One of Canada’s foremost news and cultural magazines, Maclean’s, has published a story by former Winnipegger, Nancy MacDonald, in which it is claimed that Winnipeg is the most racist city in Canada. How racism can be objectively measured I do not know. Nevertheless, as MacDonald builds her case it is a painful read. For someone who has lived their entire life in Winnipeg, with all the benefit of membership in a demographic least likely to experience racism, it brought home to me what many Winnipeggers live with every day. Fear, violence, dehumanizing prejudice, and loss of hope.
One does not need to have Christian faith to be able to see clearly the problem or to grieve over it. Many of our neighbours, regardless of their beliefs, are able to bring wise commentary. We should listen and learn wherever wisdom can be found. But what can the Christian worldview bring that is unique in terms of response? Here are some humble suggestions:
We can appreciate and value the authorities over us. We are to do this, and to pray for them, no matter what our leaders are like but sometimes good leadership makes it a pleasure. Our new mayor, Brian Bowman, should be commended for not dodging, blame-shifting, excuse-making, and buck-passing. He addressed the city alongside many civic and aboriginal leaders and set the right tone. Words will need now to be backed up by real leadership – but words are often the beginning of action. Authority flows to those who take responsibility and it flees from those who make excuses and blame others. Our leaders, at least for the present, are earning trust. We should give it. And let’s pray for them.
Let us recognize basis for the dignity of all. Many people in our world value equality and the rights that flow from a shared humanity. Less appreciated is that classical Christianity has given the world the firmest basis for this. Even wise atheists can recognize this. Christianity teaches that all persons are created in the image of God. This is not something merited by birthplace, sex/gender, culture, or status. It is also something that, although tarnished, can not be lost. It means that dignity, respect, and protection must be sought for all without exception. Perhaps less popular is the clear teaching that we are all, though image-bearers, completely sinful. There is no one more or less advantaged in this. There is no one better than another – no not even one. This is the great equalizer – both individually and culturally. Just as our individual sins give us no reason to look down on another, our collective sinfulness ought to humble us too. European cultural failures and virtues are no greater than those of African or Aboriginal cultures. There is difference and there is overlap but we are no better than each other. Universal sinfulness may not be fashionable on the marketplace of ideas, but it does help to give a firm foundation for the equality of all. And it humbles us.

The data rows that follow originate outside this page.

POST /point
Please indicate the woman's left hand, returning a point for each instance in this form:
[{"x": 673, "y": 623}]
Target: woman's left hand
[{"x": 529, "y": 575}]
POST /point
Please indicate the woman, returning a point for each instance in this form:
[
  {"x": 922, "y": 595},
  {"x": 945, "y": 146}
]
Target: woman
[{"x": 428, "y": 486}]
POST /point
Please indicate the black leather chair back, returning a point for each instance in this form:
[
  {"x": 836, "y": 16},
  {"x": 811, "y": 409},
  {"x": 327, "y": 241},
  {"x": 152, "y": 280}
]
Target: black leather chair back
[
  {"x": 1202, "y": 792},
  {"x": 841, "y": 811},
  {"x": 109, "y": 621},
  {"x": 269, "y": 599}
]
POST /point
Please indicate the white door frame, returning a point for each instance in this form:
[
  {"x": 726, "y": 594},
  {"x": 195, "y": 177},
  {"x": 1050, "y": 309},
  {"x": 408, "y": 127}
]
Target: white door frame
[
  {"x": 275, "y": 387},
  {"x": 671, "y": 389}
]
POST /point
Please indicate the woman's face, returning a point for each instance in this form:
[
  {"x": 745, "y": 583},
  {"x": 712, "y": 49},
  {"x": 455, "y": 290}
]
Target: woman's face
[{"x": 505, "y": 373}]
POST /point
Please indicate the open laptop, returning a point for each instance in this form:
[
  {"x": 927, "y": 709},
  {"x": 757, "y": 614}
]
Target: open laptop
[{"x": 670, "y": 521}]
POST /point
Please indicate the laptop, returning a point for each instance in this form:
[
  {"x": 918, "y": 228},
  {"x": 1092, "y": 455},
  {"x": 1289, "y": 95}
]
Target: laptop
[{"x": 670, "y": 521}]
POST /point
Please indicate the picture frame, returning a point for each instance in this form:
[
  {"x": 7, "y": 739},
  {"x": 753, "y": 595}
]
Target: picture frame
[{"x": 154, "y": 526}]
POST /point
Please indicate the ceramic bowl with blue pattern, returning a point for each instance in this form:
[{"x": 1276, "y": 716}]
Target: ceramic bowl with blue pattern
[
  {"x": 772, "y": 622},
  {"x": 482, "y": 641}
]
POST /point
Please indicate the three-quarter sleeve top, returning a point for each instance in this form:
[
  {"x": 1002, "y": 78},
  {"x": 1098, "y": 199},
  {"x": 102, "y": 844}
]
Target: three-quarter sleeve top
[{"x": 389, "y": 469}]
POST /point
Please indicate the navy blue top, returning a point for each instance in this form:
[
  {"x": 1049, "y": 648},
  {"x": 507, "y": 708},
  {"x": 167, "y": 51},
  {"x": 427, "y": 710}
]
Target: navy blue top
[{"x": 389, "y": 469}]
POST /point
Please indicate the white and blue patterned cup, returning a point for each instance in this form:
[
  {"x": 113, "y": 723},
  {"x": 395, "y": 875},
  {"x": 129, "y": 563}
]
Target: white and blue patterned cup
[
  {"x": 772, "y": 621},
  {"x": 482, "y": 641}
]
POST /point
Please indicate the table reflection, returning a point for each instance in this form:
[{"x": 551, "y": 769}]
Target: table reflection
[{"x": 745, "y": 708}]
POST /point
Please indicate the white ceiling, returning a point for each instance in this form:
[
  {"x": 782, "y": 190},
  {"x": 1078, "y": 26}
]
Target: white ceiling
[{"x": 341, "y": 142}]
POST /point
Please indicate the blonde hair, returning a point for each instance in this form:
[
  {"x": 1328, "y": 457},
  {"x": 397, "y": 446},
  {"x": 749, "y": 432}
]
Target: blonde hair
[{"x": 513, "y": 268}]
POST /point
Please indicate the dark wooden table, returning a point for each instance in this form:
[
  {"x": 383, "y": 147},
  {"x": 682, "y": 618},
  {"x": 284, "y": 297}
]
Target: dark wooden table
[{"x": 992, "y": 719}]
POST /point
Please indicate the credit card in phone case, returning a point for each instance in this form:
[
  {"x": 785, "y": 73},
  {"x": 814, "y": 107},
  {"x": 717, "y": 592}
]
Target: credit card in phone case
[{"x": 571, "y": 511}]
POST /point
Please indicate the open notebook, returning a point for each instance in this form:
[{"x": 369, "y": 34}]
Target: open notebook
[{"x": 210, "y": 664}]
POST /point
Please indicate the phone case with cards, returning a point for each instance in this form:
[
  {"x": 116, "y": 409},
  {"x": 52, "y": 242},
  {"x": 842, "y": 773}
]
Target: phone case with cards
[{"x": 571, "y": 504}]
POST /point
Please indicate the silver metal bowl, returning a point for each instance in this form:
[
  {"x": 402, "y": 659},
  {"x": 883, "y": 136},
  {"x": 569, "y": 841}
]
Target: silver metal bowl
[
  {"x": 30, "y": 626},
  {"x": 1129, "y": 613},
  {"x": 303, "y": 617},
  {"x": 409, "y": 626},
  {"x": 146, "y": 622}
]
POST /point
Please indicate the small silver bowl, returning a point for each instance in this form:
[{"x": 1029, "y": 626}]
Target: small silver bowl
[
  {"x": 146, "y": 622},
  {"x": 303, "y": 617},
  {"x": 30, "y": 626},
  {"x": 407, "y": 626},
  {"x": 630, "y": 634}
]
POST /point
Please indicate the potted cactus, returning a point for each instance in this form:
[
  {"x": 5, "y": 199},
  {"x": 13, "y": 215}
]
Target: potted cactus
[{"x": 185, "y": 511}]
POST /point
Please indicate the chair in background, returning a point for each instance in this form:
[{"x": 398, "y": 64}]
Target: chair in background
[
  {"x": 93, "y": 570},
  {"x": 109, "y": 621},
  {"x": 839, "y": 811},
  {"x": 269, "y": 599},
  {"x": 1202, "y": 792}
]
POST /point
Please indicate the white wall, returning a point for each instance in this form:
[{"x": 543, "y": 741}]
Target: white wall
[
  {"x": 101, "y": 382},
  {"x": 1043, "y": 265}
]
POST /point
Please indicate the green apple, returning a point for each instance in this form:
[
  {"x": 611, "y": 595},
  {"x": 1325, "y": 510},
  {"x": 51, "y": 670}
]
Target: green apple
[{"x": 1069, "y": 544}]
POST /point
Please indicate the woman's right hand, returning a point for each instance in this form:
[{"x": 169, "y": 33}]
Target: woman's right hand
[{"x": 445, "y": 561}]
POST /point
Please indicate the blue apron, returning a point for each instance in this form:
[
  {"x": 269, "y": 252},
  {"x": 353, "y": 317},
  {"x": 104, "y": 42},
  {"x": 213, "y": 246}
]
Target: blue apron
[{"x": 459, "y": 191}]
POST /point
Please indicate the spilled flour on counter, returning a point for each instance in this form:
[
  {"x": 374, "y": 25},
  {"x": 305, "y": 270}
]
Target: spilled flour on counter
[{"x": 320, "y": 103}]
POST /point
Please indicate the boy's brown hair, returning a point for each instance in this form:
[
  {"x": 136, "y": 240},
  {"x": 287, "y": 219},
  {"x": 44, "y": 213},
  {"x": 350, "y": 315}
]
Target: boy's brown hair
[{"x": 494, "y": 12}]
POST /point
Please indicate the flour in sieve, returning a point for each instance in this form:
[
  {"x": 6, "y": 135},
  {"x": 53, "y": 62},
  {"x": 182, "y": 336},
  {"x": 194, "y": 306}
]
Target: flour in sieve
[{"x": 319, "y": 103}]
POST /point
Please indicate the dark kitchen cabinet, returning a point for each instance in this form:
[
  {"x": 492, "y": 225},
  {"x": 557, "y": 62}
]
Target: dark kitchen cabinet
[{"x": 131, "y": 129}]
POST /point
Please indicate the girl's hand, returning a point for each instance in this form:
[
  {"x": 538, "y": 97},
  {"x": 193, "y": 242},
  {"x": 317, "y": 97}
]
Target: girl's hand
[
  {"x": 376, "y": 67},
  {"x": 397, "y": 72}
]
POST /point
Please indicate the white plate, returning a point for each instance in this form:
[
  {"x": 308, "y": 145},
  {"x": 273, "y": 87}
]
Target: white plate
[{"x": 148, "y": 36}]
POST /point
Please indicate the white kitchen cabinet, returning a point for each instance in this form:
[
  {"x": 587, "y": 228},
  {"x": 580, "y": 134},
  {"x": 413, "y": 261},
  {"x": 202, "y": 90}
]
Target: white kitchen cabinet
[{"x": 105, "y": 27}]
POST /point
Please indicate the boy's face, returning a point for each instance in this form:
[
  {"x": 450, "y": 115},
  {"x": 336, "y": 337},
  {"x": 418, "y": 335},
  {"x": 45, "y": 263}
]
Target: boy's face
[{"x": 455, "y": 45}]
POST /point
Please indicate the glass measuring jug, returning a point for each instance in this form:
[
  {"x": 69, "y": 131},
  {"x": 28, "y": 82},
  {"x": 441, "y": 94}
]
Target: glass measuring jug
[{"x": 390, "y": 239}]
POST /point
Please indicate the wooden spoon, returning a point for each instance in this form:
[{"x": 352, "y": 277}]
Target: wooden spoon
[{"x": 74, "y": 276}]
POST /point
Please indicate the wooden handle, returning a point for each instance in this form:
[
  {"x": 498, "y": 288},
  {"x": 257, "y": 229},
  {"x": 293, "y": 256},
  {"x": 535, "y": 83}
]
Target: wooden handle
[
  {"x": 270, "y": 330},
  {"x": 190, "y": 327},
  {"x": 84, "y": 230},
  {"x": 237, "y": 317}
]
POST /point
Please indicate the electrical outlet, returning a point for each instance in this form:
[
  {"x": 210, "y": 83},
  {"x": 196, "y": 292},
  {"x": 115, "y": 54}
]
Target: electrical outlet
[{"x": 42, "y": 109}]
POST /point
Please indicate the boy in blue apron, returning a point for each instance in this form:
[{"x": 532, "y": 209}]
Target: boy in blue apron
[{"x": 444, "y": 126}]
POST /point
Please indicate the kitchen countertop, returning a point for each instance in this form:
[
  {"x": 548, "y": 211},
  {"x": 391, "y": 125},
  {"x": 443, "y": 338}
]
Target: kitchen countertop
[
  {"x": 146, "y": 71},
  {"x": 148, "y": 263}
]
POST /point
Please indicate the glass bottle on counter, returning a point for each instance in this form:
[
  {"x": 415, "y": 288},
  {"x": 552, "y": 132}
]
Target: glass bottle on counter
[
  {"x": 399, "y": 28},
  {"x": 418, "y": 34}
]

Realize why we were placed in Winnipeg – Service and Prayer. Nothing in life is by accident if God is King of the world and the Author of all history. This means that Christians who live in Winnipeg were placed in Winnipeg. A purpose must be in the mind of God. Why does he want us here? There is no better parallel than when God’s People (Israel) are sent into exile in Babylon. While seeking to live as a minority in a pagan city, tempted to withdraw into their own little religious bubble of concerns, the prophet Jeremiah sends a letter, giving instruction. Its content is as relevant now as it was then. They are not to retreat from being part of the larger community, the city, though they live with many different from them. They are to participate in the wider community and to love it. God’s People are to love the city they’ve been placed in. Pivotal is the command: But seek the welfare of the city where I have sent you into exile, and pray to the Lord on its behalf, for in its welfare you will find your welfare. “Seek the welfare” means to seek, desire, work for the prosperity, peace, well-being, safety of every one of their neighbours – no matter who they are. And they must “pray”. Not just prayer for their own concerns and interests which is such an easy trap to fall into. They are to pray so that their city – far from perfect – can become a better place for all. The Christian church today is not Israel, and Winnipeg isn’t Babylon, but the command still stands and applies for us. We have been placed in this troubled city for a purpose – to serve and to pray.